- Music
- 05 Sep 05
No longer the angry young man who heralded A Century Ends, nor the underdog troubadour we took to our hearts and our homes with White Ladder, the David Gray of 2005 is something like a phenomenon.
No longer the angry young man who heralded A Century Ends, nor the underdog troubadour we took to our hearts and our homes with White Ladder, the David Gray of 2005 is something like a phenomenon.
In many ways, Ireland has turned David Gray into our own personal fattened calf. We fed him from our table before the rest of the world would even offer him scraps.
We built him up as the voice of a generation and made it so that you couldn’t enter a restaurant, sports shop or taxi without hearing the strains of ‘Please Forgive Me’ or ‘Babylon’.
That year’s love, indeed. With A New Day At Midnight, it seemed that our calf was ripe for the slaughter. Suddenly, he was downbeat and reflective. This was a record that peddled loss and loneliness when the majority of newly Gray-ing aficionados wanted love, hugs and midnight kisses.
And so to Slow Motion...I must confess, my initial thoughts on hearing this album was that it wasn’t so much Slow Motion as stuck in a rut.
But Gray’s songs have never been about immediate affection. Theirs is a much more seductive embrace, denying the listener instant gratification in lieu of a far longer-lasting love affair. And so it proves again.
Doubtless you’ve already heard lead single, ‘The One I Love’, whose gently lilting melody attaches itself to your inner ear like a limpet-mine, refusing to let go until it’s exploding and reverberating around your head at the oddest times of the day and night.
It’s soon to be joined by ‘Ain’t No Love’, a torch song par excellence which refutes simple sentimentality in favour of a far more realistic and human array of emotions. It is sure to be starring on a radio station near you before the end of the year.
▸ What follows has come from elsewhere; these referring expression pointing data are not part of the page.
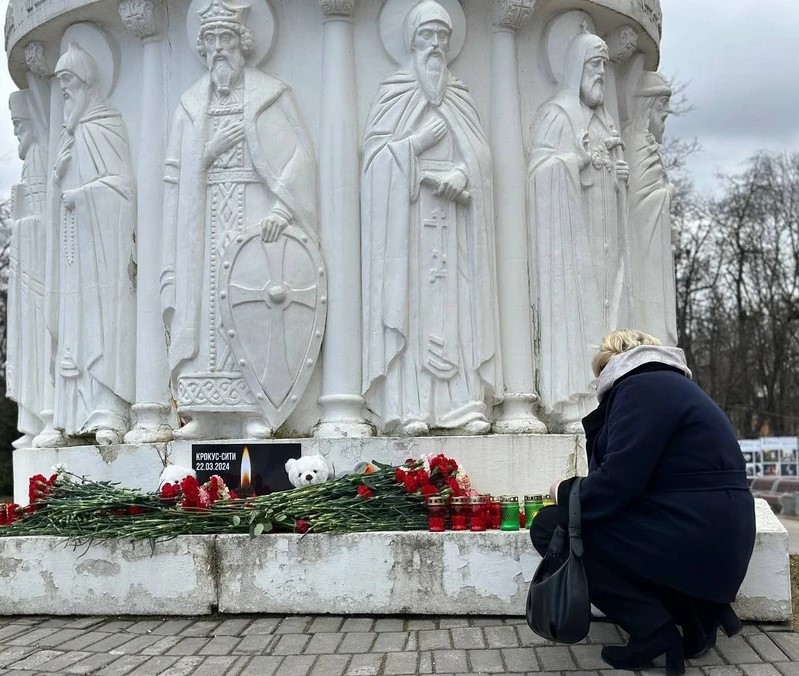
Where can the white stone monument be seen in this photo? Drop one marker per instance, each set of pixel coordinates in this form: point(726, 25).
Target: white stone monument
point(314, 228)
point(430, 321)
point(654, 293)
point(25, 368)
point(95, 197)
point(239, 164)
point(578, 184)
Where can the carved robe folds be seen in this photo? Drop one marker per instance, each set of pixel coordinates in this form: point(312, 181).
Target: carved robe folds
point(578, 221)
point(271, 169)
point(95, 364)
point(430, 328)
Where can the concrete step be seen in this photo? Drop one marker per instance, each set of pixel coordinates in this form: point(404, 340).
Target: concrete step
point(417, 573)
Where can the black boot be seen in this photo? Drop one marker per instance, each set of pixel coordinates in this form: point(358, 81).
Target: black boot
point(699, 629)
point(639, 652)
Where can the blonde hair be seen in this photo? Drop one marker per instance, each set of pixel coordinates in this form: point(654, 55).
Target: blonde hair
point(616, 343)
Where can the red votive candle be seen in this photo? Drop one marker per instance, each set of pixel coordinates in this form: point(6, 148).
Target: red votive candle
point(436, 515)
point(459, 513)
point(494, 513)
point(477, 513)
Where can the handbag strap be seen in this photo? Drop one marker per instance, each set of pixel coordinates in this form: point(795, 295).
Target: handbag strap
point(575, 519)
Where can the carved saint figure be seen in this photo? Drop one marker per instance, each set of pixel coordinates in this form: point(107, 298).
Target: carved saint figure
point(25, 368)
point(238, 156)
point(96, 194)
point(430, 327)
point(654, 293)
point(577, 178)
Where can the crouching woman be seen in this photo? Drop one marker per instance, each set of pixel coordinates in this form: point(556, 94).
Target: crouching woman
point(668, 519)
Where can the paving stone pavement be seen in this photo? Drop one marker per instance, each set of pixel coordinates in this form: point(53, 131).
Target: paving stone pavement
point(346, 646)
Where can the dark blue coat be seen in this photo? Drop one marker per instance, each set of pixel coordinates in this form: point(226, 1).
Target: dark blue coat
point(666, 497)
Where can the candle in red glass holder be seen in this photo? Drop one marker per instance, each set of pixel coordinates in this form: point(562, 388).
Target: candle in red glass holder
point(494, 513)
point(459, 513)
point(436, 514)
point(477, 513)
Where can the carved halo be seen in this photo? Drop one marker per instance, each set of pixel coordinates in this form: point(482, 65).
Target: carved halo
point(392, 27)
point(97, 43)
point(560, 31)
point(259, 19)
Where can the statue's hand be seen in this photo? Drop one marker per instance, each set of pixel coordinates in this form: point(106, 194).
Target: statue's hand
point(622, 171)
point(225, 137)
point(272, 226)
point(583, 151)
point(430, 134)
point(68, 197)
point(452, 185)
point(168, 295)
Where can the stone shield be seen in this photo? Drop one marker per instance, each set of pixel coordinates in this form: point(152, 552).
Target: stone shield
point(273, 303)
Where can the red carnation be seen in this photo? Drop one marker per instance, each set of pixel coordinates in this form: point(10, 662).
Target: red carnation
point(428, 490)
point(191, 492)
point(170, 491)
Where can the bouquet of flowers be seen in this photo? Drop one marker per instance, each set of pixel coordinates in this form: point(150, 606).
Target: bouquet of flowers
point(387, 498)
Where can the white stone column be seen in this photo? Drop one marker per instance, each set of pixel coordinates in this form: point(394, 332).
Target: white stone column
point(510, 178)
point(151, 412)
point(340, 219)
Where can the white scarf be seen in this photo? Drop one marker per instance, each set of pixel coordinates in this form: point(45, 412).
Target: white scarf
point(622, 364)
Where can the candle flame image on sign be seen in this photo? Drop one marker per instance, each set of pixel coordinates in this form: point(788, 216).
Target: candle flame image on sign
point(246, 469)
point(249, 469)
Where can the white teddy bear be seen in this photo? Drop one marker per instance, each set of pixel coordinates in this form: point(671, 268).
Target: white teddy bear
point(307, 470)
point(174, 473)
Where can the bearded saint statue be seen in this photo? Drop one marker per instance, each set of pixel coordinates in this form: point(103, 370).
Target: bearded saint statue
point(430, 324)
point(654, 290)
point(577, 173)
point(238, 156)
point(96, 323)
point(25, 366)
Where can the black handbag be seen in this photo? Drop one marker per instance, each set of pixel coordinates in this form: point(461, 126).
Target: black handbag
point(558, 606)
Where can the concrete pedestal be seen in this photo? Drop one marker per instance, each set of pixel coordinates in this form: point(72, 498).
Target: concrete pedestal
point(415, 573)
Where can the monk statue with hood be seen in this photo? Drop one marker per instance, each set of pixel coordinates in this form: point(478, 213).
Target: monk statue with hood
point(25, 367)
point(577, 179)
point(654, 291)
point(431, 345)
point(238, 156)
point(96, 319)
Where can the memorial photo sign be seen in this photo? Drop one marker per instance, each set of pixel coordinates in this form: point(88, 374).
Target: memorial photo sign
point(249, 469)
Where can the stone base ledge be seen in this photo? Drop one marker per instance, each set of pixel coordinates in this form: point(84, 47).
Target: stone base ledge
point(415, 573)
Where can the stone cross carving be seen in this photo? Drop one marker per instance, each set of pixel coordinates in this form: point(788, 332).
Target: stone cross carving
point(654, 292)
point(34, 59)
point(96, 197)
point(514, 13)
point(338, 7)
point(431, 342)
point(25, 368)
point(622, 43)
point(238, 157)
point(578, 182)
point(139, 17)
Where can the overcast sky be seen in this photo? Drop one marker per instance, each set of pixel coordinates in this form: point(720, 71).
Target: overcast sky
point(738, 58)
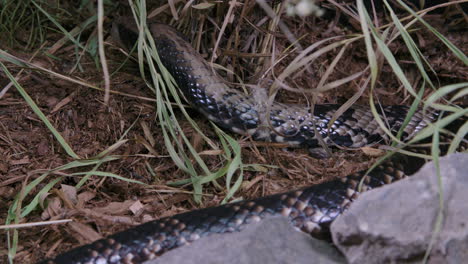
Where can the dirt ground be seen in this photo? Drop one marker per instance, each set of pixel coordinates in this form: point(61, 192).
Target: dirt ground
point(105, 205)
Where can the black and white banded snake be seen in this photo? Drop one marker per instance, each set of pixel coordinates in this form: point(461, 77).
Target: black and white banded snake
point(311, 209)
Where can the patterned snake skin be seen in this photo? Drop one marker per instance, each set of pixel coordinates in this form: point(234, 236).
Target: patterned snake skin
point(311, 209)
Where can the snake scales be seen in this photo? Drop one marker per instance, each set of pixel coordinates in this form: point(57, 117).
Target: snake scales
point(311, 209)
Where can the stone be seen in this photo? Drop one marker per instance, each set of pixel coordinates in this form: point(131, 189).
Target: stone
point(395, 223)
point(269, 241)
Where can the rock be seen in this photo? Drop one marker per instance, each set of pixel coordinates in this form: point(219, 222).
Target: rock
point(394, 224)
point(270, 241)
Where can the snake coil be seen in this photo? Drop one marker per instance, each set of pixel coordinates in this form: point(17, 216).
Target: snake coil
point(311, 209)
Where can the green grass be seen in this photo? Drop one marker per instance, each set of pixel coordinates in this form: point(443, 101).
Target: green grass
point(38, 16)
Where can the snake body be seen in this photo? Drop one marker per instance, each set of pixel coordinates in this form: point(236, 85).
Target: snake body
point(311, 209)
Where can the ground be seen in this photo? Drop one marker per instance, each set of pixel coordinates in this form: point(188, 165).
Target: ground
point(105, 205)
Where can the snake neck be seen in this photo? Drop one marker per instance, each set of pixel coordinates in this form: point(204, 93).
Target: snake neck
point(241, 113)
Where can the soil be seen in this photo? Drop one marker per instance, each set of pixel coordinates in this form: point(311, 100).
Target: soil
point(105, 205)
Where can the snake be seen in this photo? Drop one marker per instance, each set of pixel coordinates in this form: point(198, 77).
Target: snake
point(310, 210)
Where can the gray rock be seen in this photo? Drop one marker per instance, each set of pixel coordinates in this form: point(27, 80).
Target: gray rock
point(395, 223)
point(270, 241)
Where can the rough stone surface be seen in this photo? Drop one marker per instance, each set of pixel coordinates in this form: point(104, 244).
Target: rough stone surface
point(271, 241)
point(394, 224)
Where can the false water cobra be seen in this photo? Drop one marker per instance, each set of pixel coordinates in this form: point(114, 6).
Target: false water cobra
point(311, 209)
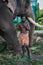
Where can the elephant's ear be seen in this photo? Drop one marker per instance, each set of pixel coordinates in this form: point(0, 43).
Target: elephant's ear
point(34, 23)
point(12, 5)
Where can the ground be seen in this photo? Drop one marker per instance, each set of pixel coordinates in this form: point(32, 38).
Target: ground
point(7, 58)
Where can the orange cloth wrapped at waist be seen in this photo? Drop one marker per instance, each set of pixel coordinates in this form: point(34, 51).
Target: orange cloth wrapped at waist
point(24, 38)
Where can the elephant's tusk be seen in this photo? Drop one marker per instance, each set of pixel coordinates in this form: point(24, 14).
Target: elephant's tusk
point(34, 23)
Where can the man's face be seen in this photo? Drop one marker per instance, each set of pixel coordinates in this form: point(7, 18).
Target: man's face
point(23, 19)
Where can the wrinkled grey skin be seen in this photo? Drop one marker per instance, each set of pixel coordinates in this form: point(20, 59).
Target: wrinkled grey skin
point(7, 30)
point(23, 8)
point(18, 8)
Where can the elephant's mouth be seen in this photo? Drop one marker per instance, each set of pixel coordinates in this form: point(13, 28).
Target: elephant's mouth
point(33, 22)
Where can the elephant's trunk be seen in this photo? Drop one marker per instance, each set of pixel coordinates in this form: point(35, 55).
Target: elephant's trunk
point(34, 23)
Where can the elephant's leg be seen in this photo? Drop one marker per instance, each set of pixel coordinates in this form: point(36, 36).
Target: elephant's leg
point(32, 27)
point(9, 32)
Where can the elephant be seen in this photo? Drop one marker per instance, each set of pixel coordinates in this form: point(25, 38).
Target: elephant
point(9, 9)
point(7, 29)
point(23, 8)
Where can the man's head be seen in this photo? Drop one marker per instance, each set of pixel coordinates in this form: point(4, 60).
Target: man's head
point(23, 18)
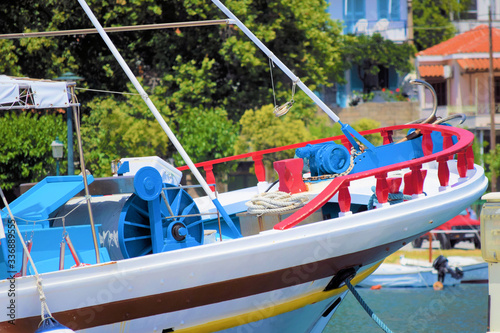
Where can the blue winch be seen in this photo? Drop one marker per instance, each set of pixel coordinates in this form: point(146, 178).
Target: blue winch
point(325, 158)
point(158, 217)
‘Alibi’, ‘Nos Da Cariad’ and ‘Lately’ are classic Gray. On first listen, they seem safe and inoffensive. Soon, though, they mutate into completely different monsters altogether. The kind of creatures that inhabit your subconscious, revealing themselves when the lights are out and you’re trying to sleep.
‘From Here You Can Almost See The Sea’ finds our normally gravel-tonsilled hero adopting a tremulous falsetto for the first time in ages.
The title track, meanwhile, has ‘live favourite’ written all over it, while the closing ‘Disappearing World’ is among the most beautiful songs Gray has ever delivered.
Musically, there’s nothing terribly innovative about Life In Slow Motion. This 10-song collection isn’t about bells, whistles or drum machines. Live with it for a while and its real beauty starts to shine through.